I have Harvey’s email address. We’d occasionally exchange pleasantries by that means, or on web forums devoted to Harvey’s peripheral music acquaintances. Bryan quit the music industry in 1995, not because he didn’t have offers, but because he was married and wanted to start a family, settle down in his hometown, and never have to tour again. Occasionally friends like Cracker or Sparklehorse would drag him into the studio for help, since Harvey was an ace guitarist and professional to the core, but other than that he was content to play around his hometown with his jokingly-named cover band NrG Krysys, having fun and making a few extra bucks on the weekends away from his job as a computer tech for the school district there.
And now he’s dead. Killed in his basement with his wife and his two little girls, their throats slashed, an arson started unsuccessfully to try to cover the crime scene. Perhaps you’ll wonder if drugs were involved. I don’t know, but I would say that it would be completely out of character. I never saw Bryan touch anything, and even saw him refuse a few joints when offered at various shindigs. It wasn’t his personality, and just wasn’t his thing, and thats why cops are baffled at this point, because that doesn’t seem to be a possible motive.
And slowly the new services pick up the story as a human-interest piece, and you’ll read parenthetically that Harvey was a musician, and maybe you’ll read that his band got their videos on “120 Minutes” back in the day on MTV. None of that conveys what a great songwriter and musician he was, though.
You know how there’s a certain inherent contradiction in Uncle Tupelo/Son Volt/Wilco that makes them so brilliant? You know, that whole celebrating the culture of where those guys are from while sort of decrying the more fucked-up aspects of it? Yeah, House Of Freaks nailed that. Harvey was proud as hell of his Virginia roots, but also loathing of that whole legacy of slavery/racial injustice that goes with it. Unlike most bands who are proud to be southern, though, Harvey was willing to take that on head-up and deal with it. So, you’d get songs like “White Folks Blood” that articulates it better than anyone who ever tried to in a pop song. In three minutes, Harvey managed as much southern gothic explication as Flannery O’Connor, William Faulkner, or Harry Crews ever did. By following it up with maybe the only great rock and roll song to invoke Civil War symbiology, “Big Houses”, he pretty much did the best job I know of in getting to the emotions of being proud of your heritage, even if you’re not so proud of everything it stood for.
Thankfully for us music geeks, last year the band’s old label, Rhino, made their first two albums and ep available in a deluxe reissued set, and if any description of what a great band the Freaks really were moved you, I urge you to do the right thing and pick ’em up.

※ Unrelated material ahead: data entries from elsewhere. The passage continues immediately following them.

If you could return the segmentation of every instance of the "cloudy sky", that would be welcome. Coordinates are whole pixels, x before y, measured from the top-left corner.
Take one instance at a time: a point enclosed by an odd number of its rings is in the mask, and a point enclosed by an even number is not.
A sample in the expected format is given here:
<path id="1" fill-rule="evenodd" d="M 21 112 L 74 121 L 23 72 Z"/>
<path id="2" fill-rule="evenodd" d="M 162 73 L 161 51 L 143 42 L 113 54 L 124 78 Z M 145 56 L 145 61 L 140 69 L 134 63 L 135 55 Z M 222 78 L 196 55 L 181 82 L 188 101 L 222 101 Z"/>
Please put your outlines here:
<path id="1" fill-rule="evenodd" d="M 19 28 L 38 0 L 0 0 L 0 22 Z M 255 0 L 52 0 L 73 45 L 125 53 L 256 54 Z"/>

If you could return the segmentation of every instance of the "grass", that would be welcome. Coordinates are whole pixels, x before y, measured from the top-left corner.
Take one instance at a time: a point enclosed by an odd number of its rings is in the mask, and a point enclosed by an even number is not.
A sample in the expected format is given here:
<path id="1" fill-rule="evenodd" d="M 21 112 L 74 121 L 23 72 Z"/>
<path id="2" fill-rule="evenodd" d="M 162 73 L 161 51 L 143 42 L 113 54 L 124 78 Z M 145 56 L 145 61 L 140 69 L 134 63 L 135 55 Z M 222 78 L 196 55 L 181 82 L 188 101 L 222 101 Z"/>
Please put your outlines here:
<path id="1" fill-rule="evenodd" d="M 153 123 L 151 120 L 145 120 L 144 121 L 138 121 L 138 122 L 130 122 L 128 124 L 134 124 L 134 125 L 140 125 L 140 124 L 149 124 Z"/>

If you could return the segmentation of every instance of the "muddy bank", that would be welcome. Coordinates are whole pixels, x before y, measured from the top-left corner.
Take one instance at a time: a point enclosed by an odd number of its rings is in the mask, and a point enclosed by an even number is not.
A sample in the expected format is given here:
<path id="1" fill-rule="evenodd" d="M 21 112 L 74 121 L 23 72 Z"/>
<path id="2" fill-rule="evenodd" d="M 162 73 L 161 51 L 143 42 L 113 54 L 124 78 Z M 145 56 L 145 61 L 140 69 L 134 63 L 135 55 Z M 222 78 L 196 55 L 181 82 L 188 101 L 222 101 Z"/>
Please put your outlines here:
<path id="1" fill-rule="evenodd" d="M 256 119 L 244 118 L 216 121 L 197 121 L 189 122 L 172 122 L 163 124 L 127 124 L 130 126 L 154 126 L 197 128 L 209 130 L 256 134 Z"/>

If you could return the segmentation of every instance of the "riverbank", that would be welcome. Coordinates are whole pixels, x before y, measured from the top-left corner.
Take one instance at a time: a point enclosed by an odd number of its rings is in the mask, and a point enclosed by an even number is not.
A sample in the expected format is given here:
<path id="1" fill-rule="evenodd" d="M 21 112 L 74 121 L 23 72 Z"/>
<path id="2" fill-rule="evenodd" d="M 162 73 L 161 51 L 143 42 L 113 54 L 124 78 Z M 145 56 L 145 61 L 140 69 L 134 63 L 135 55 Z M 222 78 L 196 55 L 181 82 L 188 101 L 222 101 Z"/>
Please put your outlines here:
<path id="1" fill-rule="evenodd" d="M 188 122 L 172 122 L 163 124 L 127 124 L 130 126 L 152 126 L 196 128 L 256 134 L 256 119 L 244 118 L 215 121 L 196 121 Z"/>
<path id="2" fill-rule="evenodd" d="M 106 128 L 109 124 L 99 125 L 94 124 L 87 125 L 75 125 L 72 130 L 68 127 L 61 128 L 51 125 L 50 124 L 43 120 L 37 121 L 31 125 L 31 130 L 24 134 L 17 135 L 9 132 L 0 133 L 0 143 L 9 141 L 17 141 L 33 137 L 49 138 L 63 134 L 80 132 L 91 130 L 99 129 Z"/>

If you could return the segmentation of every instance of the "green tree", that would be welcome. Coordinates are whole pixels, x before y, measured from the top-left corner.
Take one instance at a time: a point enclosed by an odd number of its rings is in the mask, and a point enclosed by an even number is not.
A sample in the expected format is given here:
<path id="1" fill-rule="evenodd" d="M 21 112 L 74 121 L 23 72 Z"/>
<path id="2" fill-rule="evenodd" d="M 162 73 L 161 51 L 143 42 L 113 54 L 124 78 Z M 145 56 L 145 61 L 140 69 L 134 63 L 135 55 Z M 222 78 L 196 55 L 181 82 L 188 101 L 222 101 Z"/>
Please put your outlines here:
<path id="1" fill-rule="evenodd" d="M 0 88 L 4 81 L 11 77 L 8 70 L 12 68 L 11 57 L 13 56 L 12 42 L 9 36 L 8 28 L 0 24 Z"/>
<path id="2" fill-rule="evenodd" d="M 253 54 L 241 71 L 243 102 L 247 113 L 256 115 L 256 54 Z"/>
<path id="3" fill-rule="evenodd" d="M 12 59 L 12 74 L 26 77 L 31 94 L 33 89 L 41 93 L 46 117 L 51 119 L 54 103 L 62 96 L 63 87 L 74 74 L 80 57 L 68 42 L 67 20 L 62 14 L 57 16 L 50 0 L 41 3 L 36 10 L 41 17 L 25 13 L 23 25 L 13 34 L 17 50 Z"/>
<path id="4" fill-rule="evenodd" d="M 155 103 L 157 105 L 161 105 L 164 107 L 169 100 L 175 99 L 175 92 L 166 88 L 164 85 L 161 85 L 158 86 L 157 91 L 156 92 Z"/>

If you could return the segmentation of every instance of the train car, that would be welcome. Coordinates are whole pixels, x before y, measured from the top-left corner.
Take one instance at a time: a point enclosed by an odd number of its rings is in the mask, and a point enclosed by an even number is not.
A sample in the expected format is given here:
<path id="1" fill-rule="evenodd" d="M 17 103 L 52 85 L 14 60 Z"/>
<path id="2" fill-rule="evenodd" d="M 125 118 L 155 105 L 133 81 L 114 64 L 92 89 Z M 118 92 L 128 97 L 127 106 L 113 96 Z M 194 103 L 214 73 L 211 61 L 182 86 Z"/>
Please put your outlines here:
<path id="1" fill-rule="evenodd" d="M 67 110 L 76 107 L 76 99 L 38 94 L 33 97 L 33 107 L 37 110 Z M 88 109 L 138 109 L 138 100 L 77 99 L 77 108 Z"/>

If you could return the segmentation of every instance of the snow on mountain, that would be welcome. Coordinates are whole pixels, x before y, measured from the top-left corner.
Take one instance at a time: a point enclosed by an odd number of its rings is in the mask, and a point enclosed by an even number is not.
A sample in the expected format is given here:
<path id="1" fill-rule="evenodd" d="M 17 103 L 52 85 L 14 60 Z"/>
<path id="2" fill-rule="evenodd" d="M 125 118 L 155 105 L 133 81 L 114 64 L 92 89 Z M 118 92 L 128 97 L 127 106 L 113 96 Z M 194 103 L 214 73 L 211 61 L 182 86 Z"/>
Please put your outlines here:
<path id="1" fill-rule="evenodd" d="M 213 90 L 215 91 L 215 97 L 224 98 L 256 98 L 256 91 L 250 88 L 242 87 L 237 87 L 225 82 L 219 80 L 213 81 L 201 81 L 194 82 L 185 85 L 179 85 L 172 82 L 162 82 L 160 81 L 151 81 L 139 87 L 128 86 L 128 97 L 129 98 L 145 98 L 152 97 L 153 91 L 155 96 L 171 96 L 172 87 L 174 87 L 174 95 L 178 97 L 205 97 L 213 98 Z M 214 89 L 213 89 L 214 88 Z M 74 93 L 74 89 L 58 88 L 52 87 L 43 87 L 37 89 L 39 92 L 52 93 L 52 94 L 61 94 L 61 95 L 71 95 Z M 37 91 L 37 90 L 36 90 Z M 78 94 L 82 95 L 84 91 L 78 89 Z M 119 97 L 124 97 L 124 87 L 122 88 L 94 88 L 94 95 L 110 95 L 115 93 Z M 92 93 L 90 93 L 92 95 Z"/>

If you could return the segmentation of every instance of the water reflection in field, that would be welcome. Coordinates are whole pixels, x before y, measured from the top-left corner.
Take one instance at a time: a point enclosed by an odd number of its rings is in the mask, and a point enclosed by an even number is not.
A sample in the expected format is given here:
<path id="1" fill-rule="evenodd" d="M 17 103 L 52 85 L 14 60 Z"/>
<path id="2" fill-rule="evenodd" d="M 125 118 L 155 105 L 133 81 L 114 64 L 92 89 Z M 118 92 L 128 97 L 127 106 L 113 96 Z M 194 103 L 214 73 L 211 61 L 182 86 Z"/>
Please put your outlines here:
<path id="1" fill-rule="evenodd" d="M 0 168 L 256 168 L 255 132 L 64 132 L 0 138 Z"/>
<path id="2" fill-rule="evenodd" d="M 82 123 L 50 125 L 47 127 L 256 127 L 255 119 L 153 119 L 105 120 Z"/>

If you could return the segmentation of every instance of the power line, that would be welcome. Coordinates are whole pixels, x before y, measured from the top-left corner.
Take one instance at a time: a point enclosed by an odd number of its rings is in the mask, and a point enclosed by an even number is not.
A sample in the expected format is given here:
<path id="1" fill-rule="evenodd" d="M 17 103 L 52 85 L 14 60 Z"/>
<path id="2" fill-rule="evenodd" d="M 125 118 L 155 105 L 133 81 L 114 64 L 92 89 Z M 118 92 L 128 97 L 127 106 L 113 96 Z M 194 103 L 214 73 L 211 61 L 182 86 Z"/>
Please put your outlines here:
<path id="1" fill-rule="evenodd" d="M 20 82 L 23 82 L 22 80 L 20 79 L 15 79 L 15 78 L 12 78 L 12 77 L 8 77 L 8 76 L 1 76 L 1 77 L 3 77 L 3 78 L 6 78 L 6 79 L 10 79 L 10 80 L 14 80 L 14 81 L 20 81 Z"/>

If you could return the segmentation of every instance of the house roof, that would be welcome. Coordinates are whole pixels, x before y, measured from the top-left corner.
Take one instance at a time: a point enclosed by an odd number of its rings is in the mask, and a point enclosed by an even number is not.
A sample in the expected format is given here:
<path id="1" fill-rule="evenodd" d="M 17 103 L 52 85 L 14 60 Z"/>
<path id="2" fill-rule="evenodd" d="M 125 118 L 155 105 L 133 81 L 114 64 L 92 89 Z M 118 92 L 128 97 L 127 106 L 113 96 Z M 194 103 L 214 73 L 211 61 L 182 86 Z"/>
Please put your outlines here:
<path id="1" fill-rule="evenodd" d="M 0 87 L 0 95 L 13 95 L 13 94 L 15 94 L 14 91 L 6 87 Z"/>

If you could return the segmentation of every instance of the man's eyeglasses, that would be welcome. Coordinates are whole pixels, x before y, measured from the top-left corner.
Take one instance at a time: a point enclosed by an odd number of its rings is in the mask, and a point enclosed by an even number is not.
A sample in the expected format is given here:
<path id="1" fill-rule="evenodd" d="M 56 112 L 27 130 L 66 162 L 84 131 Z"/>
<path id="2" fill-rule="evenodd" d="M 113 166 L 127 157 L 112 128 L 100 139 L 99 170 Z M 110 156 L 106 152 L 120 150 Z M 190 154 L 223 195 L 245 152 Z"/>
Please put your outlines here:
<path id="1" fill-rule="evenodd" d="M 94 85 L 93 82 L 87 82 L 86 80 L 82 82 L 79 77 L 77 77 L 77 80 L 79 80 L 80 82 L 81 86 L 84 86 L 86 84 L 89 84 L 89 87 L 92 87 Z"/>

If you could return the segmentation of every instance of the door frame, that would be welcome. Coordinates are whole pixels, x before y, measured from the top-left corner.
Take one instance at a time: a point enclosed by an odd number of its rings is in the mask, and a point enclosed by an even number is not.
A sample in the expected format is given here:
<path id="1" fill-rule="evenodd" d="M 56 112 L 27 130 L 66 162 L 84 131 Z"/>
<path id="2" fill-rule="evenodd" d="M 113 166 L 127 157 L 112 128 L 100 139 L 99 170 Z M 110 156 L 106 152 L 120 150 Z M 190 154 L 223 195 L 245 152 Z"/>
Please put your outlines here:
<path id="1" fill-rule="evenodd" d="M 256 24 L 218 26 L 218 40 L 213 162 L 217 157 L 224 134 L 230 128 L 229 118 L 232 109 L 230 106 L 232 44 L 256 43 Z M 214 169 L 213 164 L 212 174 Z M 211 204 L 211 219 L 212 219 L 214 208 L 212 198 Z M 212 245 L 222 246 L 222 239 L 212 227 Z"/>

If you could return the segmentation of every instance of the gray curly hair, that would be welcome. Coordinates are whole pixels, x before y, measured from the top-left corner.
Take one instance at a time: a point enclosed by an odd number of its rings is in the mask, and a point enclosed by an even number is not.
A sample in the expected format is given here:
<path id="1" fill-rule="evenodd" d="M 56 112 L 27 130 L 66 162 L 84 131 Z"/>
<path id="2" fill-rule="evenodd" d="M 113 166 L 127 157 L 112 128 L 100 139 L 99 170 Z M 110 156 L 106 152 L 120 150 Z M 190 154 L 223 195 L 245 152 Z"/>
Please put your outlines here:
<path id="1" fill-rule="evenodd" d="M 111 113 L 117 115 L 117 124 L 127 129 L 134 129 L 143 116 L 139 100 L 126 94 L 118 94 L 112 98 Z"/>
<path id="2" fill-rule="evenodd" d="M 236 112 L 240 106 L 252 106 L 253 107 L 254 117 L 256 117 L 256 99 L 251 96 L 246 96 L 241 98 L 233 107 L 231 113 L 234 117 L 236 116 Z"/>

I managed to make the drive down Tuesday for one of the many memorial services and vigils being held in Richmond. I couldn’t believe the impact Bryan and his wife Kathryn and their two little girls had on that community, how many lives they’d touched; apparently over a thousand people gathered outside their house last night in the cold to pay tribute in a candlelight remembrance. I hope they find his killers, and they are brought to swift justice. I hope I’ll someday be able to listen to one of my favorite bands and hear Bryan’s voice and be able to not think about what his final moments on earth were like.
For now, all I have is the music. It’ll have to do for now.